Page 52 of Twilight Mask

“I’ll have to. I fucked up, Val. I should’ve told her who I was sooner, but I was too much of a coward, and I didn’t want to ruin what we had by taking off the mask.” I glance over at where the jackal face leans against the corner of the room on top of a table. “Now I have to live with that.”

“Maybe, or maybe you shouldn’t give up. You’re Marco fucking Vitale, the best computer guy in the whole city, and a dangerous motherfucker on top of that. You should get out there and take your damn girl.”

I snort and shake my head. “Thanks for the pep talk.”

“Whatever. I’m gonna go purge now. God, Laura Bianco? Sickening. I mean, do you, so proud and supportive and shit, but gross.”

“There we go. That’s more like you.”

“Goodbye, loser, and finish the job before Gregory strangles me and does weird things to my corpse.” She leaves with a flip of her hair and a wave, and I sit alone in my office again before turning to my computer.

The connection is still alive.

After all this, Laura still hasn’t gotten rid of me. Not entirely, anyway.

There’s a glimmer of hope, and Valentina’s right, I’m one stubborn bastard.

I walk over to the mask and pick it up.

The game doesn’t have to be over—it’s just the rules that have changed.

Chapter 24

Laura

The camera stares at me with a dead black eye. Cables dangle from its back, raw and shorn through.

I might’ve gone a bit overboard and cut them with my chisel when I got back from Marco’s place.

But fuck it, whatever. I don’t want him watching me. I don’t even want him messaging me, which is why I haven’t reached out the few times his name appeared on my screen.

No, not his name.

Jackal’s name.

They’re the same person. Marco Vitale is Jackal. Marco Vitale is also dating Valentina Santoro, the daughter of my family’s mortal enemy. Or if they’re not dating, then at least they’re friends of some sort. Assuming I can believe anything that man says.

I spend five days trying to lose myself in work. Sometimes, I manage to pull it off, and the flow takes me as the simple motions of hammering and chiseling and sculpting drag me out of my body for a while. But mostly I’m stuck thinking about that morning, about seeing Jackal’s face for the first time, about wanting to kiss him and getting so close, about seeing Valentina standing in his doorway and hearing the pain in his voice as I left him behind.

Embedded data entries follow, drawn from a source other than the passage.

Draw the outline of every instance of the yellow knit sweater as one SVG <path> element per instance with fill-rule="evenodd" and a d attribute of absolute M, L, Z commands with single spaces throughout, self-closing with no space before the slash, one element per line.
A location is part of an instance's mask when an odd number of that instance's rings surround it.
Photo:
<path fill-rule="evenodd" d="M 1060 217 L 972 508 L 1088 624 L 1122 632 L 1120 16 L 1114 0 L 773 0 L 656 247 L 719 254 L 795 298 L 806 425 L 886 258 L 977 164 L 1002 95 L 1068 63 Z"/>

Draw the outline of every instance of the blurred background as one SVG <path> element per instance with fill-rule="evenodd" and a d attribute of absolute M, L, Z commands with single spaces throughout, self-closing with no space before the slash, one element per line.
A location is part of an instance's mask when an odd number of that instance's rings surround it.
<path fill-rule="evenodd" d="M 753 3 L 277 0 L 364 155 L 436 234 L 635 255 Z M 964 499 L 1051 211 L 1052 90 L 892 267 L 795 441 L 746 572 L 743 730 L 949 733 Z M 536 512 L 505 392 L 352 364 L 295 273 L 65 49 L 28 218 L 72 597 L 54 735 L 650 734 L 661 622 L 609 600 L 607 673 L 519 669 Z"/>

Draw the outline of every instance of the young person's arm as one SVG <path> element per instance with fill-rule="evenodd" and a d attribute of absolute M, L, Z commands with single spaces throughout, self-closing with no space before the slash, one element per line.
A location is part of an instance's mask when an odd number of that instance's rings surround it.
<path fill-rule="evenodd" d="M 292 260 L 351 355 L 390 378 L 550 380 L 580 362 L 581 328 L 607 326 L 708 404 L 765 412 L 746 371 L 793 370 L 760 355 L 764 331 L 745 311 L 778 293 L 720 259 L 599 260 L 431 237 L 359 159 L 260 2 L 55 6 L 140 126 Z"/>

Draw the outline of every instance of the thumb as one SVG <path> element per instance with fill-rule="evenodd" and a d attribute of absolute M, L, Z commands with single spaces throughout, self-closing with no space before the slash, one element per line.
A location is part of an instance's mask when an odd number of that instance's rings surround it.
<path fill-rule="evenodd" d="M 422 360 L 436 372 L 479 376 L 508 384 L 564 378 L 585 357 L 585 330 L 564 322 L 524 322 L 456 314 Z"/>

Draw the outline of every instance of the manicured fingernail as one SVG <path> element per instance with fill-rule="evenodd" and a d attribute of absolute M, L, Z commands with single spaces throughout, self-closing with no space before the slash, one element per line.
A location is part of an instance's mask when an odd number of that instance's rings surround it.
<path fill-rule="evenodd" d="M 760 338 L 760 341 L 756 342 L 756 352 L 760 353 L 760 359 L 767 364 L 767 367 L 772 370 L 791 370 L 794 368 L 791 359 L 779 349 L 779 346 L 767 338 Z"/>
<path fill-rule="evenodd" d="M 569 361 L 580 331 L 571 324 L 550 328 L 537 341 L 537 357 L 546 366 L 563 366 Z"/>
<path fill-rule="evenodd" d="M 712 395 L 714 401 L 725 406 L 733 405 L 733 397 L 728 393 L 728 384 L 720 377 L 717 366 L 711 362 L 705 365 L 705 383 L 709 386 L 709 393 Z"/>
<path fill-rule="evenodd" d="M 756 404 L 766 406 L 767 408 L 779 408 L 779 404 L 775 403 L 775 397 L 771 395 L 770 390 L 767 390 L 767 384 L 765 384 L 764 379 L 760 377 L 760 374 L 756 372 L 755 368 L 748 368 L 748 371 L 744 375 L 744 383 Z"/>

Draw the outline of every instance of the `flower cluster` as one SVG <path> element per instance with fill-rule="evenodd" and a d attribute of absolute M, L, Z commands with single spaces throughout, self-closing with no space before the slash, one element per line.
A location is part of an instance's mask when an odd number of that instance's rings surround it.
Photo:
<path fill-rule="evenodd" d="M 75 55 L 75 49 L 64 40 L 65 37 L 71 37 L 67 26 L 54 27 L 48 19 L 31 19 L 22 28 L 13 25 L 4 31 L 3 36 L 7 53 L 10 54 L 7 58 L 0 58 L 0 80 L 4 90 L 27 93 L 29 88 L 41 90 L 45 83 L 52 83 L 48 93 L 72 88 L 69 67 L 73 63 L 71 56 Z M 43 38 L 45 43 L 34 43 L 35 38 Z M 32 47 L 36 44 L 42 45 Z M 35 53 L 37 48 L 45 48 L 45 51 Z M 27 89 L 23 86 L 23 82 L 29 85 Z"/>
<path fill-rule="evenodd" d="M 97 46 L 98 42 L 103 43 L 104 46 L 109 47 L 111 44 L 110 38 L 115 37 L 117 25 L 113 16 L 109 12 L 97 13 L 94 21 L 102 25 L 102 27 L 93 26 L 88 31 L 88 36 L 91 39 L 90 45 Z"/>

No, I don’t regret what happened. I took my shot and it didn’t work out. He says I ruined the game, and that’s fine. I ruined the game. But he’s the one that kept something so enormous and important from me, and that’s a pretty big deal, too.

Except I didn’t want to know. I could’ve known—and chose not to. I’m as complicit in our situation as he is.

No, no, we don’t even have a situation anymore.

I miss him. I hate that about myself. It’s weakness, and I don’t do weakness, but it’s true. Every message that came through took immense willpower to ignore. I want to drive back to his place and throw myself at his feet. I want to beg him to meet me on Cage’s roof again, or in that weird warehouse, or anywhere he wants, if only to spend a little time with him again.

There’s nothing else in my life anymore.

I just have my hands, my sculptures, the basement, my silence.

“Laura? You alive?”

My silence, damn it. I grimace and look over at the stairs. The door to the basement is open, and Angelo’s voice rings down the steps.

“What do you want?”

“Good to know you’re still with us.” My brother comes down and looks at me with a smirk. “God, you look like shit.”